There are multiple instances of overlap between club culture and the catwalk, a symbiotic relationship that is singularly difficult to trace through time, dealing as it does with the bratty and forgetful spheres of underground music and fashion. At Belgian hotspots like Boccaccio and Mirano Continental, a young Raf Simons and the Antwerp Six spent frenzied nights jamming to a slowed EBM groove known as New Beat. After a long period of dormition, the profusion of new clubs inspired revelers to don blouses, Doc Martens, and blazers patched with religious prints and safety pins. The record label Antler-Subway produced a number of New Beat-themed apparel collections, advertised on its record sleeves, while the Continental’s artistic director, Etienne Russo, would later create runway shows for Dries van Noten.
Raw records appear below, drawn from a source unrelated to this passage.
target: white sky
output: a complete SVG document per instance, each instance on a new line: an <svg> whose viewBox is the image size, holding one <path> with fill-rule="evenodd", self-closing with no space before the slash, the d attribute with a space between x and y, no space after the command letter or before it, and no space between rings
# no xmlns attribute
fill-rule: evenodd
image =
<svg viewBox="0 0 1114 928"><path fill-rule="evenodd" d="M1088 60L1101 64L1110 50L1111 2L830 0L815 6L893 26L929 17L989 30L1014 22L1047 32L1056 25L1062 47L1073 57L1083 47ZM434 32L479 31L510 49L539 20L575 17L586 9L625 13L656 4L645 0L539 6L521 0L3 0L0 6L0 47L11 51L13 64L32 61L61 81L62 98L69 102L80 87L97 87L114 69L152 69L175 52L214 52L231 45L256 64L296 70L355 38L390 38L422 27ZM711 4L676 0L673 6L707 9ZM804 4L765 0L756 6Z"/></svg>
In the earliest days of the discotheque, clubs were a tabula rasa for the PVC expressionists of Italy’s radical design movement. Committed to ephemerality, they unraveled the stern maxims of late Modernism. First was The Piper, opened in Rome in 1965 after a modest commission from a globe-trotting lawyer who dreamed of owning “a giant pinball machine for youngsters.” Architect Francesco Capolei used “wood and bricks all painted white, rubber cladding, and Perspex with lights inside” in an attempt to build cheaply. Throughout their history, club owners have striven to build alternate realities with limited means. The visual language that enveloped Manchester’s Haçienda – a collection of roadside bollards, red-and-black-striped warning tape, and cat’s eyes set in concrete – initially emerged for practical reasons. The dance floor in the former yacht salesroom was littered with physical hazards. The concept, imagined by interior designer Ben Kelly, would later become another sort of warning. In 2004, it was transferred to the British fitness chain Gymbox, whose corporate identity Kelly also designed. As healthy living, sobriety, and digitally-induced idleness lure the young away, nightclubs struggle to define their role. Then there is the ubiquitous problem of escalating rent. As an advert for the luxury apartments that eventually replaced the Haçienda put it: “Now the party’s over … you can go home.”

The original interior of Manchester's Haçienda nightclub. Image courtesy of Ben Kelly

Night Fever: Designing Club Culture 1960–Today is published by Vitra Design Museum (Weil am Rhein, 2018).